There’s also a lightbulb dangling from the sky. There’s no roof above her, and the bulb is strung by a thick wire that stretches up farther than she can see. It’s not functional, and it wouldn’t even be helpful if it was – there’s not a spot of darkness in the space – so she doesn’t bother with it.
She knows it’s a dream, and yet it’s so vivid – nothing like what her usual dreams used to be like. Curiously, she always seems to forget her dreams in the waking world, and the waking world in Headspace, but here, in this blank, liminal void, she has an astute awareness of both.
It sort of reminds her of the backstage at the recitals she used to perform at. The middle ground between the stage on which she is brought to life, and the crowd from which she came from that would be the ones to judge.

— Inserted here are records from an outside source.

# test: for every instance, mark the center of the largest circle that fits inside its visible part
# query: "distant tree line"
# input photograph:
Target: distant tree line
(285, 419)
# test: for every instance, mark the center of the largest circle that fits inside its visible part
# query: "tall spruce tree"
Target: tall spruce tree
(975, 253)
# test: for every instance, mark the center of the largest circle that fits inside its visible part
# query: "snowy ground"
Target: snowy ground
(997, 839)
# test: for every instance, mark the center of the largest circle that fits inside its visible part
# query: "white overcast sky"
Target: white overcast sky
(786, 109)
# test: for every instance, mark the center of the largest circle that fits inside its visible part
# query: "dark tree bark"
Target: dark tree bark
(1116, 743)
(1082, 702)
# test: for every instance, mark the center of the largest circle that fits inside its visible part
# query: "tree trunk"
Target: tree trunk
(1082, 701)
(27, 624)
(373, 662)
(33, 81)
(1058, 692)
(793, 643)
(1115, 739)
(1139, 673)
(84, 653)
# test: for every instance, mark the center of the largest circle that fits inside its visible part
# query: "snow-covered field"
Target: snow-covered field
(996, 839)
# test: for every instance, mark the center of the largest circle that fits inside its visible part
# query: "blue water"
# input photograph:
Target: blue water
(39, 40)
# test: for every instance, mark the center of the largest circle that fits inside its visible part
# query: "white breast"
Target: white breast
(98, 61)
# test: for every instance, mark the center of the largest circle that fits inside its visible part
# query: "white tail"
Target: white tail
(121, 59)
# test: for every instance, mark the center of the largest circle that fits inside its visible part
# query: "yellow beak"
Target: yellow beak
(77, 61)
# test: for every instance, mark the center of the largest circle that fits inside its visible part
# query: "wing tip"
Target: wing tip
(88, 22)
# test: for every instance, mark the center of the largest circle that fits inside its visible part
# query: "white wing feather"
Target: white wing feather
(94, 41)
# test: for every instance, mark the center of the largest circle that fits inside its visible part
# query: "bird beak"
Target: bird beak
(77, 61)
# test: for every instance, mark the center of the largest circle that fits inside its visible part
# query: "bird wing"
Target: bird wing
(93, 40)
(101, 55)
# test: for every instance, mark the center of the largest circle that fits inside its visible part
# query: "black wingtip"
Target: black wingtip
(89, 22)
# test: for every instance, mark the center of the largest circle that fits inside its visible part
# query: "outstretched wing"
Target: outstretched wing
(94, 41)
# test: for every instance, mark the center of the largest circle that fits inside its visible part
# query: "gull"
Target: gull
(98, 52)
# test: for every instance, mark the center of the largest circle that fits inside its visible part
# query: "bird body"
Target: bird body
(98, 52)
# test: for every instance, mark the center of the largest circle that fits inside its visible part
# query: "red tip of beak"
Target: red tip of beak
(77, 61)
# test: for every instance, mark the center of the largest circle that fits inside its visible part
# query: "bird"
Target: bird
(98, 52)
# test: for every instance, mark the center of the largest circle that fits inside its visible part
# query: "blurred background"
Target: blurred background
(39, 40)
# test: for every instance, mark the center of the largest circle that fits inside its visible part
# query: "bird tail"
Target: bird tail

With butterflies swirling around in her stomach, she would nervously pace back and forth, running through the piece in her head. Tempo. Fingerings. Rests. She would replay her past mistakes over and over again, until it was finally her time to perform. But once she stepped onto the stage, in front of the crowd of applauding families, all of her anxiety would disappear. Mari loved performing, and stage fright didn’t bother her as much as… as it did him.
Before… before…
No.
Mari drives the memory into the deepest recesses of her mind and instead focuses on something more positive. She wants to see her friends tonight. Sometimes, she’s content with the emptiness of White Space. It’s dull, but it’s comforting, a place where she can quietly sit or lie down and not have to do anything, think of anything. Headspace is fun, happy, but after she’s back it always feels like too much. Like one spoonful too much of a saccharine cake. It also means she has to see him. Sometimes, even the thought of him makes her want to hurl.
But today isn’t one of those times. She misses the others, too. It’s been a while since she’s visited Headspace.
Mari hauls herself off the ground, gives Mewo a quick pat, and reaches for the white, wooden door. Behind it is nothing, just more white as far as the eye can see, but she knows just one more step and she’ll be with them again, at least for the night.
Taking a quick breath, Mari steps beyond the frame and into her past.